Beautiful Virgin Islands


Gov't working on long-term Unemployment Benefits Scheme

Gov't working on long-term Unemployment Benefits Scheme

Government is working to change the necessary legislation that would facilitate the implementation of a long-term Unemployment Benefits Programme in the British Virgin Islands.

Premier Andrew Fahie said on local radio Tuesday that the programme will be instituted by the Social Security Board.

“For about more than the last five years they have been trying to get in this as a new initiative where you have an unemployment benefit from Social Security ongoing,” he said.

“So now we have told Social Security, ‘bring it forward and we are going to make sure we get the legislation in place to put it in’,” the Premier added.


Proposal for funding

Premier Fahie, who is also the Finance Minister, said At-Large Representative and Deputy Speaker Neville Smith has made recommendations on how the programme will be funded.

He said Smith’s proposal would not require any further statutory deductions to the salary of contributors.

“I want to point out that right now persons pay about 8.5 percent and businesses half.

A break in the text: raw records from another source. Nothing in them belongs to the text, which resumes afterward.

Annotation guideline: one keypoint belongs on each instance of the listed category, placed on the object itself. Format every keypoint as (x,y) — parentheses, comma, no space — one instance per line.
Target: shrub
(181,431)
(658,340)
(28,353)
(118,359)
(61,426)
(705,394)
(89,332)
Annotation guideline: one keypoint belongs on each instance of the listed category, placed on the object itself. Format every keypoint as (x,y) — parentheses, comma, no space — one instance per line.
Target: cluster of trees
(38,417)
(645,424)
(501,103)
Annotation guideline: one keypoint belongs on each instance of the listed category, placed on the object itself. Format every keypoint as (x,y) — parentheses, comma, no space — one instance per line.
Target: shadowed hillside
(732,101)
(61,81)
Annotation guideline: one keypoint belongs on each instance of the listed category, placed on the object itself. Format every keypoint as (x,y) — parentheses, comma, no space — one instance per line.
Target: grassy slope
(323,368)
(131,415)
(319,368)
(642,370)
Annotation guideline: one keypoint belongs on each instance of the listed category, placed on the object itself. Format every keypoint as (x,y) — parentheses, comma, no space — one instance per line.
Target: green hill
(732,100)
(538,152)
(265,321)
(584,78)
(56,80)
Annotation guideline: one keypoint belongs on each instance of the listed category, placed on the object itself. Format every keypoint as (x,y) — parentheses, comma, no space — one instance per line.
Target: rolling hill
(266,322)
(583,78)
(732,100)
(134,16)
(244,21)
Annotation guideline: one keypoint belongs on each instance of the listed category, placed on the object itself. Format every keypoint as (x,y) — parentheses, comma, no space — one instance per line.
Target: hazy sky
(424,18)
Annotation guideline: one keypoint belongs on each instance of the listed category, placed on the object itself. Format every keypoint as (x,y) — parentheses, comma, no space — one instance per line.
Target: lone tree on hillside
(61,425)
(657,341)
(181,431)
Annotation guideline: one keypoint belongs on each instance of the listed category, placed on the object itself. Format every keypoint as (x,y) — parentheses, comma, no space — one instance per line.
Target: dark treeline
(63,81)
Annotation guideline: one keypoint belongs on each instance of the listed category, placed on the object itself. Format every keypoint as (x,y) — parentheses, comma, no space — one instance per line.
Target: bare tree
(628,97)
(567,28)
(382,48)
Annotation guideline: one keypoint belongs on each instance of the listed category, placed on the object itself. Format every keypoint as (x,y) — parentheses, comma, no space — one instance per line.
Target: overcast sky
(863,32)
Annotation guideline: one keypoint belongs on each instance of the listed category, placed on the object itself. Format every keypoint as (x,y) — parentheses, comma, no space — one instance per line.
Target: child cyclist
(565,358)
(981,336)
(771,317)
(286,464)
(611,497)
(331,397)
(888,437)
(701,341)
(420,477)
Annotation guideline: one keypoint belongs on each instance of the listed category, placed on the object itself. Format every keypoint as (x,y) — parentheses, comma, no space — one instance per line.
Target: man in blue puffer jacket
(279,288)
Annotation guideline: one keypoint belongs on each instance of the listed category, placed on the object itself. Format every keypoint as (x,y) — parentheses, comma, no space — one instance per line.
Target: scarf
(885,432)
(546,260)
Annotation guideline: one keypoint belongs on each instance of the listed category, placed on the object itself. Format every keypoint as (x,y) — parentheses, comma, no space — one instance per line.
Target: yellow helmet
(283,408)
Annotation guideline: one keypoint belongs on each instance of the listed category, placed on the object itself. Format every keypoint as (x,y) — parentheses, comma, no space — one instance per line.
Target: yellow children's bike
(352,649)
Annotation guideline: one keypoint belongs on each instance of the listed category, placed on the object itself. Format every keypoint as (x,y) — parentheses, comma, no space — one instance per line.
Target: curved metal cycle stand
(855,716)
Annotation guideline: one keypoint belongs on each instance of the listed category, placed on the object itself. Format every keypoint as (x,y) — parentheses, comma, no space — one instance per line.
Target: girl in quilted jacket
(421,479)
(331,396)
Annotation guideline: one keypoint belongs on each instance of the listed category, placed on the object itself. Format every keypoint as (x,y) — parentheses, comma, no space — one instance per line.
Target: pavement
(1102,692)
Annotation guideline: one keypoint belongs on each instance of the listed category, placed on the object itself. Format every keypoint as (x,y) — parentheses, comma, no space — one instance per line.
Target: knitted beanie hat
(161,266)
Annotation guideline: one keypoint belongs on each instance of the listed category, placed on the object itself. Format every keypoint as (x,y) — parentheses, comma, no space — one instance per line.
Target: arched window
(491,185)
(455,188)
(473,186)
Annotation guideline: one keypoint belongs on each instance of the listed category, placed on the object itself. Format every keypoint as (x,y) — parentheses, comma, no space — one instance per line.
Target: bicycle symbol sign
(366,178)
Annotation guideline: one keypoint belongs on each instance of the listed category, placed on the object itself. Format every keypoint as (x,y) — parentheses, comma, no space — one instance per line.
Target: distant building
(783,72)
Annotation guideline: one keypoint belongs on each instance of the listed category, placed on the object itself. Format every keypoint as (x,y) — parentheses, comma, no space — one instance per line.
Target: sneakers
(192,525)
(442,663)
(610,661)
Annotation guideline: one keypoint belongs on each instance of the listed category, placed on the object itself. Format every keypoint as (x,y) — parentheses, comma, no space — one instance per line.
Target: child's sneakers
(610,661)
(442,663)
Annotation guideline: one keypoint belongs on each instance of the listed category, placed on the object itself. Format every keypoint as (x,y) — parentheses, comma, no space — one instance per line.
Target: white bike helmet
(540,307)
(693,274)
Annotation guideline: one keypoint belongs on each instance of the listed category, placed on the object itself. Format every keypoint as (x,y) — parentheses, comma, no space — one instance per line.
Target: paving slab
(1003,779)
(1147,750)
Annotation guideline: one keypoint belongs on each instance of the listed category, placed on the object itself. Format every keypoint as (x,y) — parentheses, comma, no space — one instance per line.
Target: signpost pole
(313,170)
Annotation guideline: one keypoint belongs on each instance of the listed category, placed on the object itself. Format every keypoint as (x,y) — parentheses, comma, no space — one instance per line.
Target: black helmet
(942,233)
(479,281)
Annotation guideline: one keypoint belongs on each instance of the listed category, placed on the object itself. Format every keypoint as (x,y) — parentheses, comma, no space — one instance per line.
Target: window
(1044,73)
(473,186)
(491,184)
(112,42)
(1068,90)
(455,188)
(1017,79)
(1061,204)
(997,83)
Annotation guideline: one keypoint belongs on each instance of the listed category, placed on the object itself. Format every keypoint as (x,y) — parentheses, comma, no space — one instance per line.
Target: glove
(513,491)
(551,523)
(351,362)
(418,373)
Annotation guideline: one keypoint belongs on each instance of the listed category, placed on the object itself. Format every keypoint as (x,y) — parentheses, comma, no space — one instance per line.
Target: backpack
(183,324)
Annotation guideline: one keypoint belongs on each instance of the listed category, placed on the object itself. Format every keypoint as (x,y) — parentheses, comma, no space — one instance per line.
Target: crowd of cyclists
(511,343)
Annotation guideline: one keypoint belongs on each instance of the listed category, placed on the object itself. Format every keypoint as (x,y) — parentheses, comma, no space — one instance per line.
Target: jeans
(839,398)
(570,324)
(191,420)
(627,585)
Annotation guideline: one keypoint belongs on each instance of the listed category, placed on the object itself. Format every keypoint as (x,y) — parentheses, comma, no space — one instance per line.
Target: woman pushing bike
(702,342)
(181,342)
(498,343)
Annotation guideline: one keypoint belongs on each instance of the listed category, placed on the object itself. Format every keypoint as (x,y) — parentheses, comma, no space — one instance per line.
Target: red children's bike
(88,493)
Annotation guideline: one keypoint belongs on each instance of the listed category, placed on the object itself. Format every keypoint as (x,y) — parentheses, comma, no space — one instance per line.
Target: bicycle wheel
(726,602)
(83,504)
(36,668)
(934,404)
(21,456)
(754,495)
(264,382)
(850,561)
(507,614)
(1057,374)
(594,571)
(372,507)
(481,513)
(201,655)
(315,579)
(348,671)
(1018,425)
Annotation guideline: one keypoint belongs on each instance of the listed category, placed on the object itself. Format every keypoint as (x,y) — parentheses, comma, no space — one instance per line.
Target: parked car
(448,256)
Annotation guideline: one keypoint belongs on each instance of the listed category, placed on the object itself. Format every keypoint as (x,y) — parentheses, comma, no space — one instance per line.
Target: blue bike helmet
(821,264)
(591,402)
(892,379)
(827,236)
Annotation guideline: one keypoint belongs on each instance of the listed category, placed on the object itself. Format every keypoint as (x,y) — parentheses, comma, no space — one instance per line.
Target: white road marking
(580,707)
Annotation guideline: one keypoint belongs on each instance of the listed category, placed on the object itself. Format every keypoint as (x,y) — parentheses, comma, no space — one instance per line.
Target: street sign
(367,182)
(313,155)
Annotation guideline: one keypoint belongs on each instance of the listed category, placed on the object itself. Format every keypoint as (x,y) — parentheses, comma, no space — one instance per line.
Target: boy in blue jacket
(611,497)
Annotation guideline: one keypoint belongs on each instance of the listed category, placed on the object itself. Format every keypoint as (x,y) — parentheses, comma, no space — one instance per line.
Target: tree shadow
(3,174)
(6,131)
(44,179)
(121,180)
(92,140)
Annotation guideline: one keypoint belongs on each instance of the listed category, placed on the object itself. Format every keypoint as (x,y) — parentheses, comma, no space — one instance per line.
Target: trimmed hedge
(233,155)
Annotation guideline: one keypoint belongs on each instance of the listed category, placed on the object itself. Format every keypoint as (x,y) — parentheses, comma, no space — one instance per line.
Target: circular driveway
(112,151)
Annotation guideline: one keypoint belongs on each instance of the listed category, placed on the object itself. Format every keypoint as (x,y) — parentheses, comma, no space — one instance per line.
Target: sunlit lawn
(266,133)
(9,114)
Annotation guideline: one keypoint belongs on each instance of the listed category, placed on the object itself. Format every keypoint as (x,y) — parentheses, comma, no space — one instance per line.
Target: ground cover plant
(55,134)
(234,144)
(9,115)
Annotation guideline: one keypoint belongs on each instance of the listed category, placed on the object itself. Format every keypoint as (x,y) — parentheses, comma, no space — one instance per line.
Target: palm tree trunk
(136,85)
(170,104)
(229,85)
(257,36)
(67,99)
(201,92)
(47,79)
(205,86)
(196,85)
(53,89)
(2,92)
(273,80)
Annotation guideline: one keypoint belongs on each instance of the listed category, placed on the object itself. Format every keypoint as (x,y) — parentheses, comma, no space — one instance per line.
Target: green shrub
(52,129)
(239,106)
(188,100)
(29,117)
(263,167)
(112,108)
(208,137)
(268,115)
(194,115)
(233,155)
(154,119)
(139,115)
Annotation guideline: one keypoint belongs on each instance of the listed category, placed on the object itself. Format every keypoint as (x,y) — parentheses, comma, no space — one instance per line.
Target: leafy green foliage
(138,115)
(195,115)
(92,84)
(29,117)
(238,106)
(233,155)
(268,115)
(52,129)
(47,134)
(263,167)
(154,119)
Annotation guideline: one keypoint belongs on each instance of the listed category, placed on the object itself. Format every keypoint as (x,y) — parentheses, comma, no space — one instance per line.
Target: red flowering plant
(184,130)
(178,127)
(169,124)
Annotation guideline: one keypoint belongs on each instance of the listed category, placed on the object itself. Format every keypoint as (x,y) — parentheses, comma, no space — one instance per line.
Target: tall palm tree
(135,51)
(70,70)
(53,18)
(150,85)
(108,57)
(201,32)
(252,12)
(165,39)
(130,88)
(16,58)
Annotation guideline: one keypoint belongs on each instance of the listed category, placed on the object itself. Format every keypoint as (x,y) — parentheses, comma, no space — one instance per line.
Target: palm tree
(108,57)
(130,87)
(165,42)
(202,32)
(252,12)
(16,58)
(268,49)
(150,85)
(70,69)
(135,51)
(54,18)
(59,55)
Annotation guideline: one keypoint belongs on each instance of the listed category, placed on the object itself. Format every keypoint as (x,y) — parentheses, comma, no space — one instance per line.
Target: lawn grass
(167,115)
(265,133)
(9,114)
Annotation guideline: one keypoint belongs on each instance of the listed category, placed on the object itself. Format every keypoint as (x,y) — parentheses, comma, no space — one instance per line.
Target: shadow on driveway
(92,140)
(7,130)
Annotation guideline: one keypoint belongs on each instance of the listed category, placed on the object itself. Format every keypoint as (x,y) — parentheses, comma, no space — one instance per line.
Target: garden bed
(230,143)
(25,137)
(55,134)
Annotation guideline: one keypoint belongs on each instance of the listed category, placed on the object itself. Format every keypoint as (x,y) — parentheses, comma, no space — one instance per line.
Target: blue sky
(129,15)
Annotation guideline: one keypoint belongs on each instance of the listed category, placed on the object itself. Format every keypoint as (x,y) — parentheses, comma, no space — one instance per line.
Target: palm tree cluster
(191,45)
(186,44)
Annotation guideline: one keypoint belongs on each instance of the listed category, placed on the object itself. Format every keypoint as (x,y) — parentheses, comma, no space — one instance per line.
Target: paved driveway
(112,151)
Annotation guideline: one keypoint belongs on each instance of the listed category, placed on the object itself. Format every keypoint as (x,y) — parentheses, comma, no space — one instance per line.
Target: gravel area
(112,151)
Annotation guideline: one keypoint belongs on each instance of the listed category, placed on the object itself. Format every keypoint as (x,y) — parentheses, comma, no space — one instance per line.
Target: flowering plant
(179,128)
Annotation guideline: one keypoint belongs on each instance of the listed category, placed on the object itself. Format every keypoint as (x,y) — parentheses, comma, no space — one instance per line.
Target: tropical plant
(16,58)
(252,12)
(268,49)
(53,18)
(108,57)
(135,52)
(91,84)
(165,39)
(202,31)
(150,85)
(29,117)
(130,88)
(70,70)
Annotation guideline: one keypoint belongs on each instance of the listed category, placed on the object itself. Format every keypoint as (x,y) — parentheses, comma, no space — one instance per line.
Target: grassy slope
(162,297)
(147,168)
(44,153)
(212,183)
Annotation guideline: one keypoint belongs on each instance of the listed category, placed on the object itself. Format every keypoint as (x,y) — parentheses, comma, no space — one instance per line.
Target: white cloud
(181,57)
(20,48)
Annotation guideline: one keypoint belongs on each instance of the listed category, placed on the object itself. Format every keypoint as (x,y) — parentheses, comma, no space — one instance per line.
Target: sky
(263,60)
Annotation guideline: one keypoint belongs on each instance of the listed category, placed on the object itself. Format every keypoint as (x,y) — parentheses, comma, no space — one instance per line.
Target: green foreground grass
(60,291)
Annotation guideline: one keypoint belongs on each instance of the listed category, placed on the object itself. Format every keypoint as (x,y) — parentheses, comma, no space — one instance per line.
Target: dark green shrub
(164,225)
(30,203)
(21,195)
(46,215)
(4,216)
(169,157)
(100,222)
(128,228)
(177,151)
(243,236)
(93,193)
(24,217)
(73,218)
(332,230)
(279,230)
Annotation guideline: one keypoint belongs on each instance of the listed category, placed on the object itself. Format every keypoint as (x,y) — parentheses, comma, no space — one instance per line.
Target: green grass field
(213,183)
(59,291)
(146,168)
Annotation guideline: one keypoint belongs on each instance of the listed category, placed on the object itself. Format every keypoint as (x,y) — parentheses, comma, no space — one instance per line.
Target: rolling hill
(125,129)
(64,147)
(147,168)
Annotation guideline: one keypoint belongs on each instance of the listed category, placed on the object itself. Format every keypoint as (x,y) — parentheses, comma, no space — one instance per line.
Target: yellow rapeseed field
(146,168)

And they might say here comes another bill,” Fahie began. “But, when we were discussing this matter, honourable Neville Smith said … rather than letting it be 8.5 percent, we can drop that down to 7.5 percent in the beginning and leave the one percent for the unemployment benefit.”

The employer and employee will each contribute half of that one percent, which would bring the total deductions back to the 8.5 percent.

He said the recommendation is now being evaluated as an option to see if the scheme will be sustainable.


Penn’s unemployment benefit proposal

This announcement from the Premier comes roughly two weeks after Opposition Leader Marlon Penn had proposed a COVID-19 Strategic Economic Recovery Plan, which also promoted the implementation of an unemployment benefits scheme.

Penn had stated that his programme would have been administered through an existing unit of the Social Security Board once legislative amendments were made.

He also proposed that the programme receive seed funding either through a joint contribution between the SSB and government or solely government.

Penn said this seed funding could be recouped over an extended period of time, through the monthly deductions of employee salaries which should be calculated to a certain percentage.